Cumhurbaşkanı Yardımcısı, “Vergi gelirlerindeki artış her zaman vergilerdeki artışla olmak zorunda değil” ifadelerini kullandı. 2023’te tedbirler aldıklarını ve tahakkuk – tahsisat oranlarını artırıcı tedbirler planladıklarını duyurdu. Enflasyonun kamunun giderlerini artırdığını, bunlara bakıldığında vergi artışının izah edilebildiğini paylaştı.
Dolaylı vergi konusunda mevcut yapının tartışılması gerektiğini, Türkiye’de bunun yüksek olduğunu kaydetti.
Vergi konusunda en önemli şeyin kayıtdışılılıkla mücadele olduğunu vurgulayan Yılmaz, bu yapıldığında vergilerin de doğrudan arttığını söyledi.
Oransal olarak doğrudan vergilerin payının artmasının gerektiğine inandığını kaydeden Yılmaz, “Gelir düzeyine göre vergi ödenmesini hedefliyoruz.” dedi.
Yılmaz’dan Kur Açıklaması
OVP’nin herhangi bir kur tahmini olmadığını yineledi ve bununla ilgili herhangi bir rakam açıklamadıklarını dile getirdi.
Seçimlerden sonra kurda uzun süre değişim yaşanmadığını ve ciddi bir düzeltme olduğunu belirtti. Enflasyonun seyrinin, kaynak girişinin ve güven ortamının döviz kurlarını etkileyeceğini aktardı.
OVP’de enflasyonun üzerinde bir kur seyri öngörmediklerini açıkladı.
Memur ve Emekli Maaşı
Memur maaşına 2024’te oransal bir artış olacağı için kaydeder bir yükseliş görüleceğini, bunun memur emeklisine de yansıyacağını ifade etti.
Yılmaz, işçi emeklileri ve asgari ücrette de dengeleyici oranları çalıştıklarını dile getirdi. Emekli aylığı ile ilgili çalışma yaptıklarını ve yıl sonuna kadar tamamlamayı planladıklarını bildirdi.
“KKM’de Aşamalı Çıkış Olacak”
KKM’nin geçici bir mekanizma olduğunu ve görevini yaptığını söyleyen Cumhurbaşkanı Yardımcısı, belirli bir büyüklüğe geldiği için ani bir duraklama yapamayacaklarını belirtti.

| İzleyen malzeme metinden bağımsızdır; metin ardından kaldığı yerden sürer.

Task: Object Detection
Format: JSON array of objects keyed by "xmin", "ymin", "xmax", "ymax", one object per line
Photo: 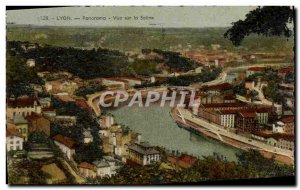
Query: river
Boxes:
[{"xmin": 107, "ymin": 104, "xmax": 240, "ymax": 161}]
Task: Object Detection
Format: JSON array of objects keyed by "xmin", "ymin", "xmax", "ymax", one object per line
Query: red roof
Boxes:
[
  {"xmin": 281, "ymin": 115, "xmax": 294, "ymax": 123},
  {"xmin": 239, "ymin": 110, "xmax": 256, "ymax": 117},
  {"xmin": 272, "ymin": 134, "xmax": 295, "ymax": 141},
  {"xmin": 78, "ymin": 162, "xmax": 96, "ymax": 171},
  {"xmin": 42, "ymin": 108, "xmax": 56, "ymax": 112},
  {"xmin": 55, "ymin": 95, "xmax": 75, "ymax": 102},
  {"xmin": 202, "ymin": 102, "xmax": 247, "ymax": 108},
  {"xmin": 25, "ymin": 113, "xmax": 43, "ymax": 121},
  {"xmin": 252, "ymin": 131, "xmax": 273, "ymax": 138},
  {"xmin": 219, "ymin": 108, "xmax": 271, "ymax": 114},
  {"xmin": 223, "ymin": 95, "xmax": 235, "ymax": 100},
  {"xmin": 7, "ymin": 97, "xmax": 38, "ymax": 108},
  {"xmin": 103, "ymin": 77, "xmax": 128, "ymax": 83},
  {"xmin": 179, "ymin": 154, "xmax": 197, "ymax": 164},
  {"xmin": 75, "ymin": 98, "xmax": 91, "ymax": 110},
  {"xmin": 202, "ymin": 83, "xmax": 232, "ymax": 91},
  {"xmin": 219, "ymin": 110, "xmax": 241, "ymax": 115},
  {"xmin": 248, "ymin": 67, "xmax": 265, "ymax": 71},
  {"xmin": 278, "ymin": 66, "xmax": 294, "ymax": 73},
  {"xmin": 53, "ymin": 135, "xmax": 76, "ymax": 148},
  {"xmin": 6, "ymin": 128, "xmax": 22, "ymax": 138}
]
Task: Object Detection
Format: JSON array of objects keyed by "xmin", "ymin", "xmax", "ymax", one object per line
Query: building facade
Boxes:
[{"xmin": 128, "ymin": 142, "xmax": 160, "ymax": 166}]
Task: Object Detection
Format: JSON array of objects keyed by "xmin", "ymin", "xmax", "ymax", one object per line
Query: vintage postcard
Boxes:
[{"xmin": 6, "ymin": 6, "xmax": 296, "ymax": 185}]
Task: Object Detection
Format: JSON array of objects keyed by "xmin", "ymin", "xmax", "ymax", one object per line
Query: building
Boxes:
[
  {"xmin": 272, "ymin": 121, "xmax": 284, "ymax": 133},
  {"xmin": 53, "ymin": 115, "xmax": 77, "ymax": 127},
  {"xmin": 12, "ymin": 115, "xmax": 28, "ymax": 142},
  {"xmin": 278, "ymin": 66, "xmax": 294, "ymax": 79},
  {"xmin": 99, "ymin": 115, "xmax": 115, "ymax": 129},
  {"xmin": 167, "ymin": 154, "xmax": 198, "ymax": 169},
  {"xmin": 218, "ymin": 110, "xmax": 237, "ymax": 128},
  {"xmin": 121, "ymin": 77, "xmax": 142, "ymax": 87},
  {"xmin": 26, "ymin": 59, "xmax": 35, "ymax": 67},
  {"xmin": 251, "ymin": 130, "xmax": 273, "ymax": 143},
  {"xmin": 245, "ymin": 80, "xmax": 255, "ymax": 90},
  {"xmin": 93, "ymin": 159, "xmax": 112, "ymax": 177},
  {"xmin": 236, "ymin": 110, "xmax": 258, "ymax": 133},
  {"xmin": 83, "ymin": 129, "xmax": 93, "ymax": 144},
  {"xmin": 102, "ymin": 78, "xmax": 128, "ymax": 90},
  {"xmin": 223, "ymin": 95, "xmax": 237, "ymax": 103},
  {"xmin": 246, "ymin": 67, "xmax": 266, "ymax": 77},
  {"xmin": 53, "ymin": 134, "xmax": 76, "ymax": 160},
  {"xmin": 6, "ymin": 96, "xmax": 41, "ymax": 119},
  {"xmin": 39, "ymin": 97, "xmax": 51, "ymax": 108},
  {"xmin": 42, "ymin": 107, "xmax": 56, "ymax": 119},
  {"xmin": 77, "ymin": 162, "xmax": 97, "ymax": 178},
  {"xmin": 6, "ymin": 128, "xmax": 24, "ymax": 151},
  {"xmin": 25, "ymin": 114, "xmax": 50, "ymax": 136},
  {"xmin": 267, "ymin": 134, "xmax": 295, "ymax": 151},
  {"xmin": 128, "ymin": 142, "xmax": 160, "ymax": 166},
  {"xmin": 201, "ymin": 83, "xmax": 232, "ymax": 94},
  {"xmin": 280, "ymin": 115, "xmax": 295, "ymax": 135},
  {"xmin": 45, "ymin": 79, "xmax": 79, "ymax": 95}
]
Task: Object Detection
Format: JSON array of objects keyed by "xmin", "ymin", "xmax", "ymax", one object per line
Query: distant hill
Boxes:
[{"xmin": 7, "ymin": 25, "xmax": 294, "ymax": 55}]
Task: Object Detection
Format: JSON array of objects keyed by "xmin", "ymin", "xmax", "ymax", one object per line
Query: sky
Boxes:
[{"xmin": 6, "ymin": 6, "xmax": 255, "ymax": 28}]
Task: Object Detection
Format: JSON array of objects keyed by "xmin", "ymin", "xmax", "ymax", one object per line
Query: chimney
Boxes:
[{"xmin": 137, "ymin": 134, "xmax": 142, "ymax": 144}]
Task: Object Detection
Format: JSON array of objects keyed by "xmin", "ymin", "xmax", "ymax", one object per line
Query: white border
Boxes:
[{"xmin": 0, "ymin": 0, "xmax": 300, "ymax": 190}]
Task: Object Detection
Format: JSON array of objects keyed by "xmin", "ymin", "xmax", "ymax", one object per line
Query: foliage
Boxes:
[
  {"xmin": 167, "ymin": 68, "xmax": 222, "ymax": 86},
  {"xmin": 89, "ymin": 150, "xmax": 294, "ymax": 185},
  {"xmin": 75, "ymin": 84, "xmax": 105, "ymax": 97},
  {"xmin": 127, "ymin": 59, "xmax": 158, "ymax": 76},
  {"xmin": 6, "ymin": 56, "xmax": 43, "ymax": 97},
  {"xmin": 224, "ymin": 6, "xmax": 294, "ymax": 46},
  {"xmin": 152, "ymin": 49, "xmax": 196, "ymax": 72},
  {"xmin": 284, "ymin": 72, "xmax": 295, "ymax": 83},
  {"xmin": 51, "ymin": 98, "xmax": 103, "ymax": 162},
  {"xmin": 74, "ymin": 142, "xmax": 103, "ymax": 163},
  {"xmin": 7, "ymin": 41, "xmax": 127, "ymax": 79},
  {"xmin": 263, "ymin": 80, "xmax": 284, "ymax": 104}
]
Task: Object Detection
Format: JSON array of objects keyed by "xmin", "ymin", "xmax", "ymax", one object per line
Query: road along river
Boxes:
[{"xmin": 107, "ymin": 104, "xmax": 241, "ymax": 161}]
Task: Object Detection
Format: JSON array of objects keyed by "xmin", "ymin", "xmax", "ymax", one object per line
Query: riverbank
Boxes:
[{"xmin": 171, "ymin": 108, "xmax": 294, "ymax": 165}]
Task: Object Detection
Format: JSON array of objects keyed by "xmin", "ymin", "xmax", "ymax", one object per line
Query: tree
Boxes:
[{"xmin": 224, "ymin": 6, "xmax": 294, "ymax": 46}]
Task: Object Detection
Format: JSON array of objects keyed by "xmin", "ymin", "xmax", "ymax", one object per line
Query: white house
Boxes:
[
  {"xmin": 272, "ymin": 121, "xmax": 284, "ymax": 133},
  {"xmin": 83, "ymin": 129, "xmax": 93, "ymax": 144},
  {"xmin": 26, "ymin": 59, "xmax": 35, "ymax": 67},
  {"xmin": 99, "ymin": 115, "xmax": 115, "ymax": 128},
  {"xmin": 53, "ymin": 135, "xmax": 76, "ymax": 160},
  {"xmin": 93, "ymin": 159, "xmax": 112, "ymax": 177},
  {"xmin": 93, "ymin": 156, "xmax": 121, "ymax": 177},
  {"xmin": 128, "ymin": 142, "xmax": 160, "ymax": 166},
  {"xmin": 6, "ymin": 129, "xmax": 24, "ymax": 151}
]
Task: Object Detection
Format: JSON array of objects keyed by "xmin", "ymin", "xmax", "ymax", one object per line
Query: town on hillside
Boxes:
[{"xmin": 6, "ymin": 6, "xmax": 296, "ymax": 185}]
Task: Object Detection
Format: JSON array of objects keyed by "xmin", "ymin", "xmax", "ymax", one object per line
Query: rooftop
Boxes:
[
  {"xmin": 278, "ymin": 66, "xmax": 294, "ymax": 73},
  {"xmin": 281, "ymin": 115, "xmax": 295, "ymax": 123},
  {"xmin": 93, "ymin": 159, "xmax": 109, "ymax": 168},
  {"xmin": 202, "ymin": 83, "xmax": 232, "ymax": 91},
  {"xmin": 239, "ymin": 110, "xmax": 256, "ymax": 117},
  {"xmin": 78, "ymin": 162, "xmax": 96, "ymax": 171},
  {"xmin": 6, "ymin": 128, "xmax": 22, "ymax": 137},
  {"xmin": 53, "ymin": 134, "xmax": 76, "ymax": 148},
  {"xmin": 7, "ymin": 97, "xmax": 38, "ymax": 108},
  {"xmin": 202, "ymin": 102, "xmax": 248, "ymax": 108},
  {"xmin": 248, "ymin": 67, "xmax": 266, "ymax": 71},
  {"xmin": 128, "ymin": 142, "xmax": 159, "ymax": 155}
]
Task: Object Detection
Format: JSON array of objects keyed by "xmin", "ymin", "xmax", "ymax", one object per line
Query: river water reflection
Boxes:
[{"xmin": 108, "ymin": 104, "xmax": 240, "ymax": 161}]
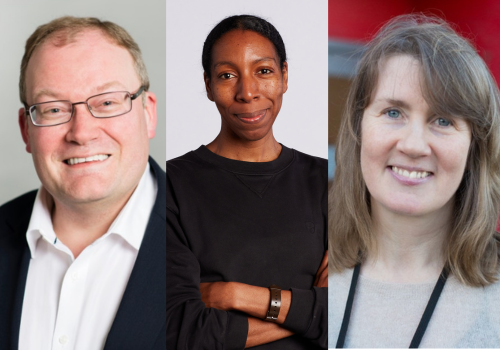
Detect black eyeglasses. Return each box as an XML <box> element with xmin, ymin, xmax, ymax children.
<box><xmin>25</xmin><ymin>86</ymin><xmax>145</xmax><ymax>126</ymax></box>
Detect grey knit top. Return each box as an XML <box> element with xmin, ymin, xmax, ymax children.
<box><xmin>328</xmin><ymin>269</ymin><xmax>500</xmax><ymax>348</ymax></box>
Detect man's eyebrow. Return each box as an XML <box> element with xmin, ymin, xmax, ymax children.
<box><xmin>214</xmin><ymin>57</ymin><xmax>277</xmax><ymax>69</ymax></box>
<box><xmin>94</xmin><ymin>80</ymin><xmax>127</xmax><ymax>93</ymax></box>
<box><xmin>33</xmin><ymin>89</ymin><xmax>58</xmax><ymax>103</ymax></box>
<box><xmin>372</xmin><ymin>97</ymin><xmax>410</xmax><ymax>109</ymax></box>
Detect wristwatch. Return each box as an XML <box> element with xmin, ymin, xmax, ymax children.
<box><xmin>264</xmin><ymin>284</ymin><xmax>281</xmax><ymax>322</ymax></box>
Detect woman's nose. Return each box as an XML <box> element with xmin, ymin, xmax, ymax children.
<box><xmin>396</xmin><ymin>121</ymin><xmax>431</xmax><ymax>158</ymax></box>
<box><xmin>236</xmin><ymin>74</ymin><xmax>260</xmax><ymax>103</ymax></box>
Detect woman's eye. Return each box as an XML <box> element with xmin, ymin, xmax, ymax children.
<box><xmin>436</xmin><ymin>118</ymin><xmax>451</xmax><ymax>126</ymax></box>
<box><xmin>385</xmin><ymin>109</ymin><xmax>401</xmax><ymax>119</ymax></box>
<box><xmin>220</xmin><ymin>73</ymin><xmax>233</xmax><ymax>79</ymax></box>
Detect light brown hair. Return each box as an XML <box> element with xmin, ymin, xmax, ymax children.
<box><xmin>329</xmin><ymin>15</ymin><xmax>500</xmax><ymax>286</ymax></box>
<box><xmin>19</xmin><ymin>16</ymin><xmax>149</xmax><ymax>105</ymax></box>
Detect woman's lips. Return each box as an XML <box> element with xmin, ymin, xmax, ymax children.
<box><xmin>235</xmin><ymin>109</ymin><xmax>267</xmax><ymax>124</ymax></box>
<box><xmin>387</xmin><ymin>166</ymin><xmax>434</xmax><ymax>186</ymax></box>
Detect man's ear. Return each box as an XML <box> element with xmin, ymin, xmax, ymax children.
<box><xmin>281</xmin><ymin>61</ymin><xmax>288</xmax><ymax>93</ymax></box>
<box><xmin>203</xmin><ymin>73</ymin><xmax>214</xmax><ymax>102</ymax></box>
<box><xmin>144</xmin><ymin>91</ymin><xmax>157</xmax><ymax>139</ymax></box>
<box><xmin>18</xmin><ymin>108</ymin><xmax>31</xmax><ymax>153</ymax></box>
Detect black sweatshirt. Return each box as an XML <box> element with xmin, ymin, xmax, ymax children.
<box><xmin>167</xmin><ymin>146</ymin><xmax>328</xmax><ymax>350</ymax></box>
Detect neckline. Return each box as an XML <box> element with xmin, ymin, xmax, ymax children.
<box><xmin>193</xmin><ymin>145</ymin><xmax>294</xmax><ymax>175</ymax></box>
<box><xmin>336</xmin><ymin>263</ymin><xmax>448</xmax><ymax>349</ymax></box>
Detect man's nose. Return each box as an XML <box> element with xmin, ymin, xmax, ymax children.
<box><xmin>66</xmin><ymin>102</ymin><xmax>100</xmax><ymax>145</ymax></box>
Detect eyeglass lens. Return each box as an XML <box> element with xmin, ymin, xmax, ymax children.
<box><xmin>30</xmin><ymin>91</ymin><xmax>132</xmax><ymax>125</ymax></box>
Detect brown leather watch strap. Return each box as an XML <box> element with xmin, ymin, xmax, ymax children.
<box><xmin>265</xmin><ymin>284</ymin><xmax>281</xmax><ymax>322</ymax></box>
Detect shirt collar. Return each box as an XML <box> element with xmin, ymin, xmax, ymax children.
<box><xmin>26</xmin><ymin>163</ymin><xmax>158</xmax><ymax>258</ymax></box>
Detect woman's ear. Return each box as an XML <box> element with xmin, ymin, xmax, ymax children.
<box><xmin>203</xmin><ymin>73</ymin><xmax>214</xmax><ymax>102</ymax></box>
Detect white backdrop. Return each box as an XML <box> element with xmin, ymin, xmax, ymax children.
<box><xmin>0</xmin><ymin>0</ymin><xmax>166</xmax><ymax>204</ymax></box>
<box><xmin>167</xmin><ymin>0</ymin><xmax>328</xmax><ymax>160</ymax></box>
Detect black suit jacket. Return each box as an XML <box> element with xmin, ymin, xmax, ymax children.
<box><xmin>0</xmin><ymin>158</ymin><xmax>167</xmax><ymax>350</ymax></box>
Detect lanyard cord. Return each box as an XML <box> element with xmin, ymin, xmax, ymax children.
<box><xmin>336</xmin><ymin>264</ymin><xmax>448</xmax><ymax>349</ymax></box>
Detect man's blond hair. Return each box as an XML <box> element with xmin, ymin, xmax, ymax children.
<box><xmin>19</xmin><ymin>16</ymin><xmax>149</xmax><ymax>105</ymax></box>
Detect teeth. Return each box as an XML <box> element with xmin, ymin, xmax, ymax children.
<box><xmin>392</xmin><ymin>166</ymin><xmax>431</xmax><ymax>179</ymax></box>
<box><xmin>67</xmin><ymin>154</ymin><xmax>109</xmax><ymax>165</ymax></box>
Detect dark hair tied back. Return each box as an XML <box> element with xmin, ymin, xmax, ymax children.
<box><xmin>201</xmin><ymin>15</ymin><xmax>286</xmax><ymax>78</ymax></box>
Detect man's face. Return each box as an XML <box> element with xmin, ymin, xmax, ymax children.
<box><xmin>19</xmin><ymin>30</ymin><xmax>156</xmax><ymax>206</ymax></box>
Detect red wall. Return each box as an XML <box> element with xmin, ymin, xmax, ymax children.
<box><xmin>328</xmin><ymin>0</ymin><xmax>500</xmax><ymax>81</ymax></box>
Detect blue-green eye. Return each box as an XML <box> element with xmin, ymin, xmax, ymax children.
<box><xmin>436</xmin><ymin>118</ymin><xmax>451</xmax><ymax>126</ymax></box>
<box><xmin>385</xmin><ymin>109</ymin><xmax>401</xmax><ymax>119</ymax></box>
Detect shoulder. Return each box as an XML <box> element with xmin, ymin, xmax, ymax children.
<box><xmin>167</xmin><ymin>146</ymin><xmax>209</xmax><ymax>177</ymax></box>
<box><xmin>0</xmin><ymin>190</ymin><xmax>37</xmax><ymax>245</ymax></box>
<box><xmin>291</xmin><ymin>148</ymin><xmax>328</xmax><ymax>170</ymax></box>
<box><xmin>283</xmin><ymin>146</ymin><xmax>328</xmax><ymax>189</ymax></box>
<box><xmin>291</xmin><ymin>148</ymin><xmax>328</xmax><ymax>177</ymax></box>
<box><xmin>0</xmin><ymin>190</ymin><xmax>38</xmax><ymax>221</ymax></box>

KKM’den çıkışın aşamalı bir şekilde olacağını, KKM’yi TL mevduata yönlendirmenin bir anda olmayacağını aktardı.
Özel bankalarda tüketime kaynak sağlayan bir yapının olduğunu, düzenlemelerin özel bankaları daha çok ticari kredilere yönlendireceğini paylaştı.
Belirsizliğin ekonominin en büyük düşmanı olduğunu, Mayıs’ta 5 yıllık bir pencere açıldığını hatırlattı. Zor bir dönemde olduklarını ama bunun fırsatları da beraberinde getirdiğini dile getirdi.
Yılmaz, son olarak 2026’da 1,3 trilyon dolarlık milli gelire ulaşılacağını vurguladı.